With a steady stream of caravans rolling into Broome on their annual pilgrimage, the town is starting to hum again after a very, very wet season. It is much like the ebb and flow of the tourist season in Margaret River, only the seasons are reversed. Similar also in that many locals rely on the tourist population to sustain them from year to year and Broome certainly has plenty to keep you occupied, besides the dominant water based activities of fishing and swimming at pristine beaches.
Markets, Broome race days, camel rides on Cable Beach, sunset boat tours, checking out dinosaur footprints, stairway to the moon at the Mangrove Resort or perhaps lunch at Matso’s, are just some of the options available. One thing for sure, don’t leave your wallet behind, as some of these options come at a premium price. As the old saying goes, ‘It ain’t cheap, but it’s good!’ Personally, after seven years of trips here and predominantly in work mode, I prefer to seek out the quieter, less crowded options like sunset drinks on the back of the truck at isolated beaches or camping overnight up the coast. Having said that, I will likely catch the last three races this Saturday after a skipper’s course.

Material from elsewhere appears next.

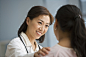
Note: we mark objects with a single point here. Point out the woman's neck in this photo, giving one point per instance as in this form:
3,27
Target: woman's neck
65,42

In our first two weeks here there were plenty of catch ups with people we had not seen for a while. These included Peter and Vanessa Godfrey ( Pete is the northern manager for Fisheries WA previously based in Busselton ), Brodie Trott ( ex marine studies student at Busso High now working on fishing boats ), Claudia Berson ( prac teaching at Broome primary school ) and Ian ( Mossie ) and Robin Moustaka. Mossie had just finished the Gibb River Cycle Challenge and was in much need of some R & R in Broome. We shared a sunset drinks truck tour as the camels passed by and as is often the case with his wife, Robin, the talk soon turned to fishing. You see Robin is a fishing maniac, mainly because her dad trained her up as a young girl in the States and since being in Oz, she is keen as hell. These guys have a holiday house in Gracetown too, but unfortunately the planets are yet to line up when Robin is down south on a day I am fishing, but that is sure to come. Mossie had hooked up with Trippy and Kylie from the Great Escape Charter Company to head out for a day’s fishing the next day in a friend’s 5m centre console and Robin was excited to say the least. Mossie could not speak highly enough of Trippy and Kylie and when I met them later in the day, I could see why. Just genuine, friendly people who run a fantastic business, but always willing to give. Anyway, Robin was quietly chuffed because apparently she had caught all the decent ‘fish’, but with a twist, as I found out after further interrogation. She landed a nice size king threadfin ( pictured ), lost another at the boat, but also incredibly, on a baitcaster rod, caught a legal size mudcrab that was safely landed. I arrived at Trippy’s house just in time to dig the hole for the fish carcass he had filleted, dropped Mossie and Robin back at their accommodation and finished up with a threadfin fillet and a mudcrab. Gotta be happy with that!
To answer last week’s question, the more common name for cherabin is simply freshwater prawn. This week’s question is, ‘What is the easiest way to distinguish a blue threadfin from a king threadfin?’